EDIT: Don't think about this. The problem statement is flawed. (See comments)
Let $K$ be a field, and let $K(T)$ be the quotient field of polynomials over $K$.
Then I define $v(f/g) = \deg(f) - \deg(g)$ if $f/g\neq 0$ and $v(0) = \infty$. I need to show that this is a discrete valuation.
The properties needed:
(i) $v(f/g) = \infty$ if and only if $f/g = 0$.
(ii) $v\Bigl((f/g)\cdot (p/q)\Bigr) = v(f/g) + f(p/q)$
(iii) $v\Bigl((f/g) + (p/q)\Bigr) \geq \min(v(f/g),v(p/q))$
The first two properties were easy, but I run into the following difficulty with the 3rd. Assume wlog that $v(f/g)\leq v(p/q)$.
I have $v\Bigl((f/g) + (p/q)\Bigr) = v\Bigl((fq + pg)/gq\Bigr) = \deg(fq + pg) - \deg(gq)$.
I somehow need to get $\deg(fq + pg) \geq \deg(fq)$, and then I can finish the chain to get what I want.
I feel like the following argument "almost" works.
Since $\deg(f/g)\leq \deg(p/q)$, then I think that $\deg(fq)\leq \deg(pg)$.

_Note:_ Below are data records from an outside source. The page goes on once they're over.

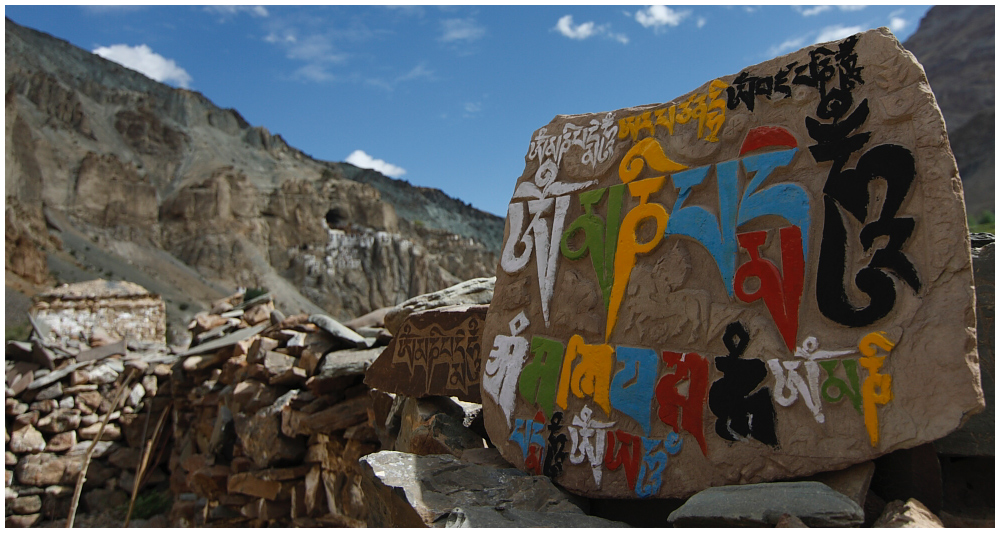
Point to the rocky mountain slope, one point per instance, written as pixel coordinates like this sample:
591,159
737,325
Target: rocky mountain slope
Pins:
111,174
957,47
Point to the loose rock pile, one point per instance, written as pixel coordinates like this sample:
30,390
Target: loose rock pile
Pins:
60,391
271,419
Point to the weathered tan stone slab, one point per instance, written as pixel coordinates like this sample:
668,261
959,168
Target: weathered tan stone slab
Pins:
435,352
765,278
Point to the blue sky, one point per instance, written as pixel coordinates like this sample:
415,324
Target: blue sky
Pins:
449,96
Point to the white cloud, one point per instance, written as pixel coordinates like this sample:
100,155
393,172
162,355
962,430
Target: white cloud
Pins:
837,32
659,16
226,11
142,59
417,72
790,44
580,31
313,49
313,72
816,10
587,30
360,159
620,37
316,53
811,11
461,30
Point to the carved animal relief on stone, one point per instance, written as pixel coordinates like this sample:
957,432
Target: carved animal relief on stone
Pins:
765,278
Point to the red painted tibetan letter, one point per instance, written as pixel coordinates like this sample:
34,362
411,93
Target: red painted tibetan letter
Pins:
693,368
629,454
781,291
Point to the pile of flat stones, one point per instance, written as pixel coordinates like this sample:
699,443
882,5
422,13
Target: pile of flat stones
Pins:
59,393
271,419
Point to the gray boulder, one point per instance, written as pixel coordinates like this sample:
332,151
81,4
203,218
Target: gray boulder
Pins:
763,504
405,490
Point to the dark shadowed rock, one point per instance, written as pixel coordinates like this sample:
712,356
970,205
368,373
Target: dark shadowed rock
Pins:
261,437
434,425
405,490
763,504
345,335
911,513
490,516
341,369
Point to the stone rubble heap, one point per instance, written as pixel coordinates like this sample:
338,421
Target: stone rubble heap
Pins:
303,421
59,391
271,419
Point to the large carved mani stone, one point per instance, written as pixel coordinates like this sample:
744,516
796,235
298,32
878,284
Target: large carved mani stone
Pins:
435,352
765,278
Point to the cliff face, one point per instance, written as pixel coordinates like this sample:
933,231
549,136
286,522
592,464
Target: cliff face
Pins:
152,175
957,47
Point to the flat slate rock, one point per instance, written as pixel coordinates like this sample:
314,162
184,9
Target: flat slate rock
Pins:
765,278
763,504
434,353
341,368
340,332
489,516
405,490
477,291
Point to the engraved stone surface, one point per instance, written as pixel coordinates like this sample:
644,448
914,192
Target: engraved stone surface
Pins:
763,279
434,353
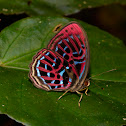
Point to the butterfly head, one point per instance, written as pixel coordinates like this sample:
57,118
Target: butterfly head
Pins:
87,83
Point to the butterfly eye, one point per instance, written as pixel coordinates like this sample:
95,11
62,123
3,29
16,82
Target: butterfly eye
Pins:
66,30
71,62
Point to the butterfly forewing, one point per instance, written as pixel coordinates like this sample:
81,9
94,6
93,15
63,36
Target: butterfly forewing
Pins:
63,65
72,45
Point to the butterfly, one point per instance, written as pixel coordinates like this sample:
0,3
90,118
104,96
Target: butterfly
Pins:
63,65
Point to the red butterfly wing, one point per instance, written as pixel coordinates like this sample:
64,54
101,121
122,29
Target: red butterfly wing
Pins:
64,64
50,72
72,45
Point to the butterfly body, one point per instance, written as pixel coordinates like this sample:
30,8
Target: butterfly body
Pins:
64,64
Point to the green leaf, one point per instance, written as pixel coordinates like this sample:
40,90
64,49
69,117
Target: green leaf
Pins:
22,101
51,7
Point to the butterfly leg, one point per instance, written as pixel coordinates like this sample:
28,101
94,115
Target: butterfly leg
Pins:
62,94
80,97
86,91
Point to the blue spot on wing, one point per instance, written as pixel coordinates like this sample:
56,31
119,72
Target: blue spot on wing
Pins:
47,53
56,87
61,73
66,39
46,66
60,42
77,62
65,47
71,36
64,54
82,73
78,36
56,48
61,82
48,74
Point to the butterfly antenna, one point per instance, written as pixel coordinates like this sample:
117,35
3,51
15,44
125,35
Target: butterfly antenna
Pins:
101,73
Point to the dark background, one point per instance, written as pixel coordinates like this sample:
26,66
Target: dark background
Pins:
111,18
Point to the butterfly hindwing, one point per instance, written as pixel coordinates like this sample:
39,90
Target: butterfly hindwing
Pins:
51,72
71,44
63,65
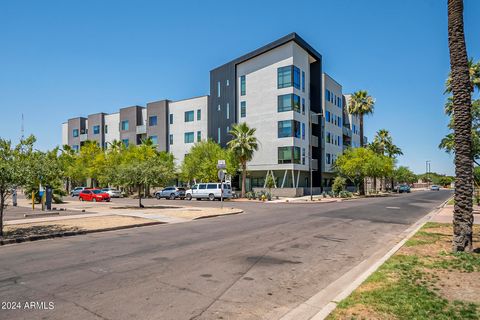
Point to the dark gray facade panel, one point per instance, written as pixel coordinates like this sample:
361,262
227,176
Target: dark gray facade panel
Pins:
218,119
316,107
97,119
134,117
76,123
160,110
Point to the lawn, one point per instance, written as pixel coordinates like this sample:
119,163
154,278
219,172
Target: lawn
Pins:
423,280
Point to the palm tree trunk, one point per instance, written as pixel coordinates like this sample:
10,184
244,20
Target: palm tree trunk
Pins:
361,130
2,204
462,90
244,178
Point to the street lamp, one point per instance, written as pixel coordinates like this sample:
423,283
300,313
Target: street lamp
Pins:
311,152
427,172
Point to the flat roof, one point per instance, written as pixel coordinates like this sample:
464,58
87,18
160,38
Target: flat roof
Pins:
275,44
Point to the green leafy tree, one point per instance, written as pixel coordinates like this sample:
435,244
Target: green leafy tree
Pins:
462,89
243,145
361,104
352,164
143,166
339,184
12,169
200,165
403,174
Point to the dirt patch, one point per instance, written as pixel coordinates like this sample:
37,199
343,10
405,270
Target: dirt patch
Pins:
58,226
361,312
451,286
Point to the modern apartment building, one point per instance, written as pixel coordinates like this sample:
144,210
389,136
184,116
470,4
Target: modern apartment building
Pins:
299,112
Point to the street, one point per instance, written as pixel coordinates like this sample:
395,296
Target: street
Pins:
255,265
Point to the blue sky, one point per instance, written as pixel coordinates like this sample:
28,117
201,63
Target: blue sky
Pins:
61,59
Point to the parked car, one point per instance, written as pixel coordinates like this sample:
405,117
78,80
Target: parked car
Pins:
75,192
210,191
171,193
113,193
94,195
403,188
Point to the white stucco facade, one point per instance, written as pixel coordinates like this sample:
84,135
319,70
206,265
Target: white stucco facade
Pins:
261,98
178,130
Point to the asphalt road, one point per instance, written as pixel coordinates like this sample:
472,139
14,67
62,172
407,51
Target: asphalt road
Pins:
256,265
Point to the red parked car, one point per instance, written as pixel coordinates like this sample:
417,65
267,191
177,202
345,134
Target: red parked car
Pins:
94,195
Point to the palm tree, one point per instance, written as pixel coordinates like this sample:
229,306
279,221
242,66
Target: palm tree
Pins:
361,104
462,89
243,145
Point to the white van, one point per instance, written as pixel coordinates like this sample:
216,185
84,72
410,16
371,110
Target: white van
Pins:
210,191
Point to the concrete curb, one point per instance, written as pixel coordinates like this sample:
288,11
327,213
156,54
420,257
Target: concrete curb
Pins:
324,302
219,215
74,233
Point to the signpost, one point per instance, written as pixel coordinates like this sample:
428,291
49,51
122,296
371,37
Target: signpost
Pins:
221,165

If the latter inequality were strict, then I would KNOW that (1) $\deg(fq)\leq \deg(fq + pg)$.
But if equality holds, I don't know how to deal with something like the following possibility.
$f(x)q(x) = x^2 - 1$, $p(x)g(x) = -x^2$, then this violates $(1)$.